Patients (n = 332) were categorized in GERD and controls after clinical assessment, esophageal manometry, and pH monitoring. Non-obese (BMI 16-29.9) and obese (BMI 30-68) were compared in regard of distal esophageal amplitude (DEA), LES pressure (LESP), manometric diagnosis, and esophageal acid exposure (EAE).

RESULTS

Obese showed higher DEA in both controls (122 ± 53 vs. 97 ± 36 mmHg, p = 0.041) and GERD patients (109 ± 38 vs. 94 ± 46 mmHg, p < 0.001), higher LESP in GERD patients (20.5 ± 10.6 vs. 18.2 ± 10.6 mmHg, p = 0.049), higher frequency of nutcracker esophagus in controls (30 vs. 0%, p = 0.001), lower frequency of ineffective motility in GERD patients (6 vs. 20%, p = 0.001), and higher EAE in both controls [total EAE: 1.6% (0.7-5.1) vs. 0.9% (0.2-2.4), p = 0.027] and GERD patients [upright EAE: 6.5% (3.8-11.1) vs. 5.2% (1.5-10.6), p = 0.048]. Multiple linear regression showed that BMI was associated either with EAE (p < 0.001), DEA (p = 0.006), or LESP (in men, p = 0.007).

CONCLUSIONS

Obese patients differed from non-obese in terms of esophageal motility and reflux, regardless of the presence of GERD. Obese patients showed stronger peristalsis and increased acid exposure in the esophagus.

摘要

背景

肥胖是 GERD 的一个危险因素,也是食管动力的潜在调节剂。

目的

评估肥胖患者在食管动力和反流方面是否与非肥胖患者不同。

方法

根据临床评估、食管测压和 pH 监测,将患者(n = 332)分为 GERD 组和对照组。
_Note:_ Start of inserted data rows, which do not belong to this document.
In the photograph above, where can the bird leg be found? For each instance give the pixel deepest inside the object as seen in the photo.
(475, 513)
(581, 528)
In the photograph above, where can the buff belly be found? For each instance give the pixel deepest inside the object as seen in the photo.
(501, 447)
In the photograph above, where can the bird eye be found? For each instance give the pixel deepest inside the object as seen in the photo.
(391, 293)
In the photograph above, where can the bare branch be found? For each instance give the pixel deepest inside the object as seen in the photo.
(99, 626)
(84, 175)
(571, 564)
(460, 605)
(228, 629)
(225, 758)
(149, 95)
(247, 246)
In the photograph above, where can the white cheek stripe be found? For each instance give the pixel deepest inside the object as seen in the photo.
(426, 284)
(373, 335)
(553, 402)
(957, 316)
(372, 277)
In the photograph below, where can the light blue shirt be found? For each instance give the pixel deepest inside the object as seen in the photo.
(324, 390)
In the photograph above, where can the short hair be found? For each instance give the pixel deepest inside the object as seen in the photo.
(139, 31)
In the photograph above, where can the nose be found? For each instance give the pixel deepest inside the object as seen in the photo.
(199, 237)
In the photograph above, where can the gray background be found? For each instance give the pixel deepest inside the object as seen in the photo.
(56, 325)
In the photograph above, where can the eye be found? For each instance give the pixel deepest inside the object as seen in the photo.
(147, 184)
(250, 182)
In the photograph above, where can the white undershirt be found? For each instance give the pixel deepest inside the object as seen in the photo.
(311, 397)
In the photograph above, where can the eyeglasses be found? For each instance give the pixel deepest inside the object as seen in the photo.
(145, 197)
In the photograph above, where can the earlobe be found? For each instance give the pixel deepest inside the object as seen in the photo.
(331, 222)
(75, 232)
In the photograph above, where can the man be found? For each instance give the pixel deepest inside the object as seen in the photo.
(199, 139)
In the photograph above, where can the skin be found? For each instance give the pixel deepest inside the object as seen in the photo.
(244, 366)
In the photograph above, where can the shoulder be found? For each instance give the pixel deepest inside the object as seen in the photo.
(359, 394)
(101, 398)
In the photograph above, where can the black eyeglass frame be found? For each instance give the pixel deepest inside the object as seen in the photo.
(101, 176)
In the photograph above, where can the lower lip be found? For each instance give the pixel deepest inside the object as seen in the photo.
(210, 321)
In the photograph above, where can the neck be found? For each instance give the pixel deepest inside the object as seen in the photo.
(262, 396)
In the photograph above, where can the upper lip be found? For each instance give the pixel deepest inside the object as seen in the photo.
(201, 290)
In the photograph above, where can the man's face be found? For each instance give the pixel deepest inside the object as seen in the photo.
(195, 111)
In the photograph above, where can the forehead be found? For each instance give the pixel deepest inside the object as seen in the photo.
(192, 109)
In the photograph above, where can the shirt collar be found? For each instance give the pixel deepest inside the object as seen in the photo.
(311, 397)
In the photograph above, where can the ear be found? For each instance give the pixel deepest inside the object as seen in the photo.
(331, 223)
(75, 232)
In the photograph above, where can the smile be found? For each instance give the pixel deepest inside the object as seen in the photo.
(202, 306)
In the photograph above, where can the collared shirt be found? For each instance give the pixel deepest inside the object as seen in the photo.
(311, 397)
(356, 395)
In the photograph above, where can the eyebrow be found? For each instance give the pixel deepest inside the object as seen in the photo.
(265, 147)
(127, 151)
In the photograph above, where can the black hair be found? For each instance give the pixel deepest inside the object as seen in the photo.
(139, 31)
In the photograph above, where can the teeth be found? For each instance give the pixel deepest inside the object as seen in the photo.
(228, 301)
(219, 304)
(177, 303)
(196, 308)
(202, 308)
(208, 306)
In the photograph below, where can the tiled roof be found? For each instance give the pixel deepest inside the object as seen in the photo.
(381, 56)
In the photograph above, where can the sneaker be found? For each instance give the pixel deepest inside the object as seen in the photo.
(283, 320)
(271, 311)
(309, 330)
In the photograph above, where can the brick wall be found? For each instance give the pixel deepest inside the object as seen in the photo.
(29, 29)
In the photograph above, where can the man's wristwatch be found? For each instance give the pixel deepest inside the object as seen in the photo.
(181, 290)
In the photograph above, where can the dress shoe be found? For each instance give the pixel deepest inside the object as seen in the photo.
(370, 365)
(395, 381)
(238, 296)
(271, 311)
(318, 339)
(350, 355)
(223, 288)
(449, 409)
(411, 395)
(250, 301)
比较非肥胖(BMI 16-29.9)和肥胖(BMI 30-68)患者在远端食管振幅(DEA)、食管下括约肌压力(LESP)、测压诊断和食管酸暴露(EAE)方面的差异。

结果

肥胖患者在对照组(122 ± 53 对 97 ± 36 mmHg,p = 0.041)和 GERD 患者(109 ± 38 对 94 ± 46 mmHg,p < 0.001)中均表现出更高的 DEA,GERD 患者的 LESP 更高(20.5 ± 10.6 对 18.2 ± 10.6 mmHg,p = 0.049),对照组中非无效动力的发生率更高(30 对 0%,p = 0.001),GERD 患者中无效动力的发生率更低(6 对 20%,p = 0.001),对照组中总的 EAE 更高[总 EAE:1.6%(0.7-5.1)对 0.9%(0.2-2.4),p = 0.027],GERD 患者中站立位 EAE 更高[6.5%(3.8-11.1)对 5.2%(1.5-10.6),p = 0.048]。多元线性回归显示,BMI 与 EAE(p < 0.001)、DEA(p = 0.006)或 LESP(男性,p = 0.007)相关。

结论

无论是否存在 GERD,肥胖患者在食管动力和反流方面与非肥胖患者存在差异。肥胖患者表现出更强的蠕动和食管酸暴露增加。